ところが、術後半年たって、こっち(名古屋)に引っ越してきた頃から、腹痛をあまり訴えなくなり、体調によって時に下痢をするものの、日常生活で心配することはなくなってきた。きっちり半年で慣れてきたんだな~。やっぱり若いな~。
術後半年は、一生懸命すぎて余裕もなかったけれど、この夏に私がストレス病の突発性難聴で体調を崩した頃から、 「私も頑張ってんだなあ。ストレスをためてたんだなあ」 と思う余裕が私にも出てきた。
明日香が先天性の病気を持って生まれてきたことは、特別私のせいだとは思っていない。ほとんどの病気が、いまだに原因不明なのだから。同じ病棟に入院していた難病の子供達にたくさん会ったが、あの子達だって親のせいで病気になったわけではない。私が自分を責めることは、難病と闘う子供達とそのお父さんお母さんたちにとっても失礼なことなので、私は自分のせいで明日香が病気になったのだとは、絶対に思わない。
でも最近になって、明日香の寝顔を眺めていると、涙がでてくることがある。
私が「何かおかしい」と感じていたのに、小児科の先生にもっとこの母親の勘を上手に訴えることができていたら、もう少し早く病気がわかって、あんなに苦しまなくてもすんだのではないか、とか。
明日香が2度目の急性膵炎(正確には3度目)を起こしてしまったのは、私の食事管理が徹底していなかったからだ、とか。

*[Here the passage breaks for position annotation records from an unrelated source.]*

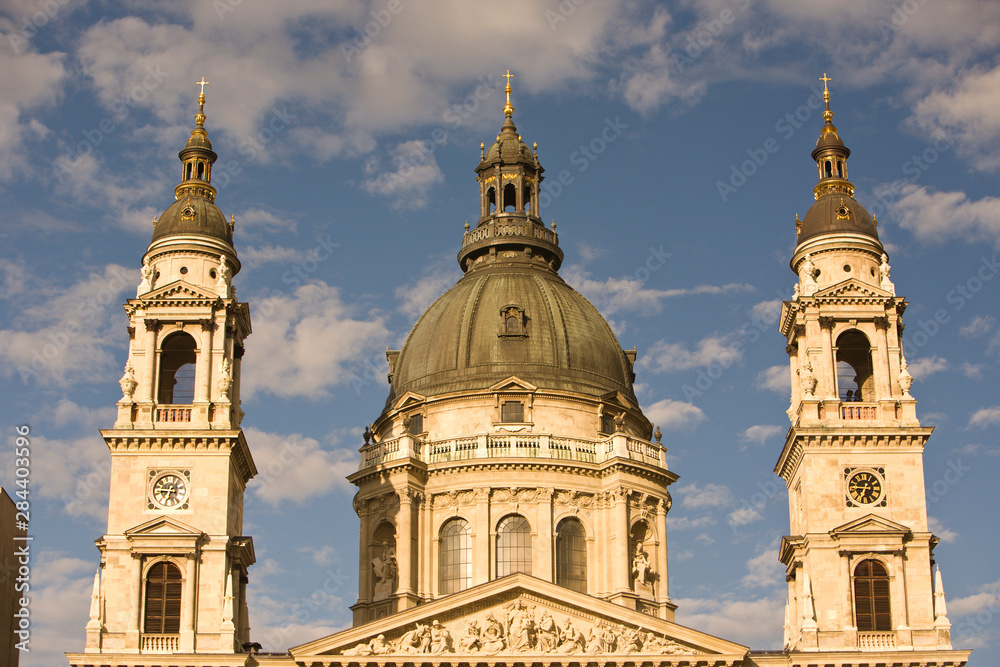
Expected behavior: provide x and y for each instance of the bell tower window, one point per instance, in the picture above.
(513, 546)
(571, 555)
(177, 370)
(509, 197)
(855, 379)
(162, 614)
(871, 597)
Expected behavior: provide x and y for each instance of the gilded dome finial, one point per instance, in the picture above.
(200, 118)
(827, 114)
(508, 109)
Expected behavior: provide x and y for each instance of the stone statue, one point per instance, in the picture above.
(905, 379)
(148, 278)
(807, 277)
(807, 379)
(883, 270)
(225, 381)
(640, 567)
(128, 382)
(222, 283)
(440, 639)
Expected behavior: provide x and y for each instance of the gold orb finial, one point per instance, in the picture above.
(508, 109)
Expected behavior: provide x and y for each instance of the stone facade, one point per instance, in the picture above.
(512, 496)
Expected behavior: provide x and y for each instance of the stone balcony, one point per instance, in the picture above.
(513, 445)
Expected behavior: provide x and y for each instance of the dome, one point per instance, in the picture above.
(837, 213)
(193, 215)
(459, 344)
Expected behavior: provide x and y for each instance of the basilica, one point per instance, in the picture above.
(512, 495)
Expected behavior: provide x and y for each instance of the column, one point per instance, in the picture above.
(619, 551)
(404, 541)
(187, 601)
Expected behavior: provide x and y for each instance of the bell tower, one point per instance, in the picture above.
(174, 559)
(860, 556)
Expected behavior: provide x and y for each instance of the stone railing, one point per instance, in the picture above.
(876, 641)
(854, 411)
(173, 414)
(512, 445)
(160, 643)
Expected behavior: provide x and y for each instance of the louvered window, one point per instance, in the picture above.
(871, 597)
(571, 555)
(163, 599)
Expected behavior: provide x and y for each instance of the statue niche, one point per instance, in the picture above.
(384, 566)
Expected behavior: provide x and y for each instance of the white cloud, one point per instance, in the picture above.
(295, 467)
(70, 336)
(670, 414)
(977, 326)
(755, 621)
(935, 526)
(764, 569)
(312, 340)
(936, 217)
(774, 378)
(61, 587)
(760, 433)
(984, 417)
(927, 366)
(709, 495)
(744, 515)
(665, 357)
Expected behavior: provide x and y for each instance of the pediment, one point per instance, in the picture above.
(852, 287)
(163, 526)
(869, 524)
(513, 383)
(179, 291)
(523, 616)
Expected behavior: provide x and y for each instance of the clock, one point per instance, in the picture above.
(865, 486)
(169, 490)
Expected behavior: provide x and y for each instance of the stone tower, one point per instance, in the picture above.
(174, 560)
(511, 441)
(859, 557)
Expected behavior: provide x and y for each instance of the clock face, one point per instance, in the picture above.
(169, 490)
(864, 487)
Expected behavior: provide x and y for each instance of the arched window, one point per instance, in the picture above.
(855, 379)
(162, 614)
(513, 546)
(571, 555)
(871, 597)
(177, 364)
(509, 197)
(455, 561)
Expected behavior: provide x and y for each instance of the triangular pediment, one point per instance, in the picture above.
(520, 615)
(161, 526)
(870, 524)
(852, 287)
(513, 383)
(179, 290)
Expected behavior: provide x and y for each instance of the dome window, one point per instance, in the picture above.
(512, 322)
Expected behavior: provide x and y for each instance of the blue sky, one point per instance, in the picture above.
(679, 135)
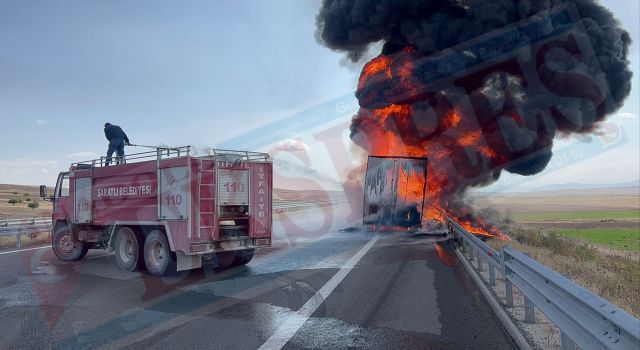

自分を責める余裕が出てきた。(と言うと変な言い方だけど、当時はそんな余裕も本当になかった。)
明日香は急性膵炎の治療と手術後と合わせて、合計2週間くらい絶食期間があった。明日香は当時まだ2歳、絶食はきつかったのだと思う。お見舞いに来たおばあちゃん(私の母)に、 「おばあちゃん、おにぎり買ってきてぇ…」 とこっそり頼み、おばあちゃんは買い与えることもできずつらい思いをしたらしい。当時の私は、この話を聞いても 「2歳なのに絶食させられてかわいそう」 とは思わなかった。だって、食べてしまったほうが、急性膵炎を起こしてかわいそうなことになるから。でも今の私は、当時の明日香を不憫に思うことができる。
急性膵炎がどれくらい苦しいのか、私には経験がないからわからないけど、大人でもかなり痛いのだという。明日香は現在でもまだ3歳。この夏、2週間マンションを空けて実家に帰っていただけで、
「あれ? あーさん、何階に住んでたんだっけ? 久しぶりだから忘れちゃった~♪」
と言うくらい、記憶力の短い生き物なのに(←明日香の頭が弱いのか)、一年も前の膵炎の苦しみのことはいまだに覚えていて、
「あのとき、あーさん、お腹と背中がすごく痛くなって、ゲボ(嘔吐)して、つらかった…」
と、よくつぶやいている。ものすごく、つらかったのだと思う。
絶食中は明日香もつらかったと思うが、私も一日一食しか食べれずちょっとつらかった。明日香が絶食していると、近くで何かを食べたり飲んだりすることができないので、ウイダーインゼリーのようなものを洗面所に置いておき、手を洗ったりトイレに行ったりするふりをして、チュチュッと食べていた。一日一回はパパかおばあちゃんが交代してくれて、売店のお弁当や食堂の食事にありつけることができたが、ある日丸一日ウイダーインゼリーさえも食べられない日があり、深夜明日香が寝た後に「ファイバー入りビスケット」のようなものを食べたら、空っぽの胃腸にファイバーがきつかったらしく、下痢をしてしまった。 トイレで
「ああ、貴重な栄養がもったいない…」
と思ったのは、32年間の人生の中で初めてだったと思う(笑)
私は元来ゼリー系のものが大好きで、普段からよく食べているのだが、ウイダーインゼリーはまだ当分食べたくないな、と思う。当時の空腹との戦いやつらかった気持ちを思い出しそうだから。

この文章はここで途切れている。